# Session on Git

## What is Git?
Explain what is git, also mention how it is different from GIthub. What is the definition of Git on Google. What is meant by Version Control System, and Source Code Manager, and what is the difference between these two? Are these two the same things? What is MVP and what does it say? Name some of the other VCS. 
What is the need of git or VCS?
Explain the types of VCS: Centralized and Distributed
Mention the advantages of Git or VCS, that are: Version Control, Bug Fixing, Doing non-linear development, collaborative development.
Can you demonstrate one or two scenarios where VCS or Git save the day?

## **Notes: Git, VCS, and SCM**

### **1. What is Git?**

* Git is a **Distributed Version Control System (DVCS)** used to track changes in files and manage code.
* Created by **Linus Torvalds (2005)** for Linux kernel development.
* Key characteristics:

  * Every developer has a **complete local copy** of the repository.
  * Very fast operations due to local processing.
  * Supports **branching, merging, non-linear development**, and experimentation.
  * Ensures strong history tracking and data integrity.

---

### **2. How is Git different from GitHub?**

* **Git**:

  * A tool/software.
  * Installed on your system.
  * Manages version control and history of your files.
  * Works even without internet or any online account.

* **GitHub**:

  * A cloud-based platform.
  * Hosts Git repositories online.
  * Adds collaboration features: pull requests, issues, code review, project management.
  * Acts as a *remote storage + collaboration* layer.

**In short**:
Git = version control system
GitHub = online service built around Git

---

### **3. What is a Version Control System (VCS)?**

A **Version Control System** is a tool that:

* Tracks changes made to files over time.
* Stores file history (who changed what & when).
* Allows restoring older versions.
* Helps teams avoid overwriting each other's work.

---

### **4. What is a Source Code Manager (SCM)? Are VCS and SCM the same?**

* **SCM (Source Code Manager)** manages source code changes and keeps track of different versions.
* SCM and VCS are generally used as **synonyms**.
* Some people consider SCM a broader term, but in practice:

  **SCM ≈ VCS**

Both store code, track versions, and manage revisions.

---

### **5. What is MVP? Why is it mentioned in Git context?**

* **MVP = Minimum Viable Product**
  A basic version of a product that contains only core features needed to test an idea or gather feedback.
* Relevance to Git:

  * While developing MVPs, teams make rapid changes.
  * Git helps manage frequent iterations, experimentation, and quick rollbacks.
  * Developers can test ideas in separate branches without affecting the main project.

---

### **6. Why do we need Git or a VCS?**

Key reasons:

1. **History Tracking**
   Complete record of all changes made over time.

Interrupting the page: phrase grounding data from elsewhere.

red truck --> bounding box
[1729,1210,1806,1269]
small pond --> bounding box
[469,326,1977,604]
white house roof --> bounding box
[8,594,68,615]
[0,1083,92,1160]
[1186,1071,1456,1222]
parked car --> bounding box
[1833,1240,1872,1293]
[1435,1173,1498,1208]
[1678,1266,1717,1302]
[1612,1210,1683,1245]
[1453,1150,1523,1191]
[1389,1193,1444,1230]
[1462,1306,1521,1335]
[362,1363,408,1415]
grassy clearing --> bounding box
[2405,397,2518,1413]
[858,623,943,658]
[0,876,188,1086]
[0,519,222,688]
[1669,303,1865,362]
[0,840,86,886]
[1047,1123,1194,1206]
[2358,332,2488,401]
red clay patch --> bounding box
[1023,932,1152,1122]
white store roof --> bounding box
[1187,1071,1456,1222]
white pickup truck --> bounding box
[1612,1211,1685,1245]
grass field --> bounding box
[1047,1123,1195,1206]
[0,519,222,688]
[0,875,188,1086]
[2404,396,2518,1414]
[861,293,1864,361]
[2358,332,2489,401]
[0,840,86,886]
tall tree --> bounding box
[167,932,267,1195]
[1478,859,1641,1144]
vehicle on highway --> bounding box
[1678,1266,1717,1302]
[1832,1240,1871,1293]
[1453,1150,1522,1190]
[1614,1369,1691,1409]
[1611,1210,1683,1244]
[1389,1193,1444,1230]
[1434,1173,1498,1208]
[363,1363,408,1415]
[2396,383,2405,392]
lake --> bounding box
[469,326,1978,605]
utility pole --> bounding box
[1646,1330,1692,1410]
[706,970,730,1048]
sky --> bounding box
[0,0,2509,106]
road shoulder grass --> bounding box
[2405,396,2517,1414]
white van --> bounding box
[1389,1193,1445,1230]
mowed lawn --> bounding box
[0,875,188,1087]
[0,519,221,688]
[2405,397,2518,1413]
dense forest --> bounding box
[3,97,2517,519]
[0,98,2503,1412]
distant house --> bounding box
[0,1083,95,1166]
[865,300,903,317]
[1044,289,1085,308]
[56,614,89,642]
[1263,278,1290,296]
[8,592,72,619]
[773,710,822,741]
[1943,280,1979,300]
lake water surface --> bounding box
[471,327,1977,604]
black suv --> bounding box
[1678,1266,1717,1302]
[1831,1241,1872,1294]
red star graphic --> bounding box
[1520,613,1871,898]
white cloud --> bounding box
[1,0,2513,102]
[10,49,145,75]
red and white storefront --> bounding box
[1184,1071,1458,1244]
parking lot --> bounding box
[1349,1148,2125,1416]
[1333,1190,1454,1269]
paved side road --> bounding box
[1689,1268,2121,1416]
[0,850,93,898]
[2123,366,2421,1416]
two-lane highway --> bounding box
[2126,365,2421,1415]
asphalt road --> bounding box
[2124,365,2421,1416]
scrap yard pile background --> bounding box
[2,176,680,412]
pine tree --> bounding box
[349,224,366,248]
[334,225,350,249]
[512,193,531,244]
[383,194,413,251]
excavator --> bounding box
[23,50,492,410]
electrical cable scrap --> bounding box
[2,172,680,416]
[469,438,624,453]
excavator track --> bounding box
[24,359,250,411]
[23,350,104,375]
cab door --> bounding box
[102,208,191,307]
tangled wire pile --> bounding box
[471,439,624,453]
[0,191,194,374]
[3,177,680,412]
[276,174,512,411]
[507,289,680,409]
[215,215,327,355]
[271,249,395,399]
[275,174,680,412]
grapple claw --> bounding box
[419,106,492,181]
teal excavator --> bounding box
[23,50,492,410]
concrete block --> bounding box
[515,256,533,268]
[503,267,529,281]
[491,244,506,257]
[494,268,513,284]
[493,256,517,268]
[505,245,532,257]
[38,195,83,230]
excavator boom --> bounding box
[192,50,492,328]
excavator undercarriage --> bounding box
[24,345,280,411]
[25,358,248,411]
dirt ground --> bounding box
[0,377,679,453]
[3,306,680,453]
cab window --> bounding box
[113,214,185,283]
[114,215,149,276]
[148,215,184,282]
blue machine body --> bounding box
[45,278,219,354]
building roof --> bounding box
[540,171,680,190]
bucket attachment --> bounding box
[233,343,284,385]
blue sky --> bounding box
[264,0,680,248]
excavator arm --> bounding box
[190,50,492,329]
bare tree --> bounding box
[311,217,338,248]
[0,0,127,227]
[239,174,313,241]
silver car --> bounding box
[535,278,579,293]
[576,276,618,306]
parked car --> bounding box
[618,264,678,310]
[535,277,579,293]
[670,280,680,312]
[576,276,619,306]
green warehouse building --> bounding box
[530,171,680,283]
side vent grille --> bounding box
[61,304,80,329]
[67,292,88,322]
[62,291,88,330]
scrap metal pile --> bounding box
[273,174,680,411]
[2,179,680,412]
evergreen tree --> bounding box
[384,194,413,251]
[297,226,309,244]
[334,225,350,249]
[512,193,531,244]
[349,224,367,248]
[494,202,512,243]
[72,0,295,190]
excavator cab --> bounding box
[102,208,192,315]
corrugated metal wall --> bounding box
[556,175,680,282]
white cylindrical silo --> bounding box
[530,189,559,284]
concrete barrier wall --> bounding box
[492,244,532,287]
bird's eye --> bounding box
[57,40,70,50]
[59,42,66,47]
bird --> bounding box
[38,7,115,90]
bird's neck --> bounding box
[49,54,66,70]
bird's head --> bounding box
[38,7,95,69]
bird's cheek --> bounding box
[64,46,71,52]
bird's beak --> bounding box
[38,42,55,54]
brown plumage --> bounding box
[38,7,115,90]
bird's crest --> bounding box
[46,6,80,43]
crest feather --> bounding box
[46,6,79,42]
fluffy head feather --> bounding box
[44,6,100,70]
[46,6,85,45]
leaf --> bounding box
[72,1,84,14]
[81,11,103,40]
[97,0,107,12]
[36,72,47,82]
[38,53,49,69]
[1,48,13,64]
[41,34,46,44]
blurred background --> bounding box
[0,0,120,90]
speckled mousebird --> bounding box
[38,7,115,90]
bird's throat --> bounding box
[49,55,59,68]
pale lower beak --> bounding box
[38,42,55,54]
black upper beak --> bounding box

2. **Recovery from Mistakes**
   You can revert to any previous working version.

3. **Safe Experimentation (Branches)**
   Try new features without affecting the main code.

4. **Collaboration**
   Multiple developers can work together without conflicts.

5. **Offline Work (Distributed VCS)**
   You can commit and work even without internet.

6. **Reduces risk of losing work**
   Multiple copies exist due to distributed architecture.

---

### **7. Types of VCS**

#### **1. Centralized VCS (CVCS)**

* Single central server stores the entire code.
* Developers check out and commit to **one main repository**.
* Pros: simple to understand, easy administration.
* Cons:

  * **Single Point of Failure** — if server dies, history is lost.
  * Need internet to commit or update.

Examples: SVN, CVS, Perforce.

---

#### **2. Distributed VCS (DVCS)**

* Every developer gets a **complete copy** of the repository.
* All commits, branches, history exist locally.
* Pros:

  * Faster, safer, works offline.
  * No single point of failure.
  * Better branching and merging.
* Cons:

  * Slightly more complex for beginners.

Examples: Git, Mercurial.

---

### **8. Other Version Control Systems (VCS)**

* **SVN (Subversion)**
* **Mercurial**
* **CVS**
* **Perforce**
* **Bazaar**

---

### **9. Advantages of Git / VCS**

#### **1. Version Control**

* Keeps full history
* Easy to compare changes
* Allows rollback

#### **2. Bug Fixing**

* Find the exact change where a bug came from
* Create bug-fix branches
* Test and then merge

#### **3. Non-Linear Development**

* Multiple branches
* Experimental features
* Safely merge once complete

#### **4. Collaborative Development**

* Many people can work at once
* Git manages merges and conflicts
* Remote repositories allow global teamwork

---

### **10. Scenarios where Git/VCS "saves the day"**

#### **Scenario 1: A major bug breaks the project**

* Developer accidentally breaks a critical function.
* Without Git → panic, difficult to find where it broke.
* With Git:

  * Go through commit history.
  * Identify the commit that introduced the issue.
  * Revert or fix the problem in a safe branch.
  * Project restored quickly.

#### **Scenario 2: Two developers overwrite each other's work**

* Without VCS → files may get overwritten and lost.
* With Git:

  * Each developer works in their own branch.
  * Git warns about conflicting changes during merge.
  * Conflicts can be resolved with clarity.
  * No work is lost.

#### **Scenario 3: Laptop crash / accidental deletion**

* In distributed VCS like Git:

  * Every developer has a full copy.
  * Even if one computer fails, project history is safe.
  * Just clone from another copy or remote.

---

## Git & Github Workflow
Creation of working dir -> Staging area/index } Both contained in a "Repo"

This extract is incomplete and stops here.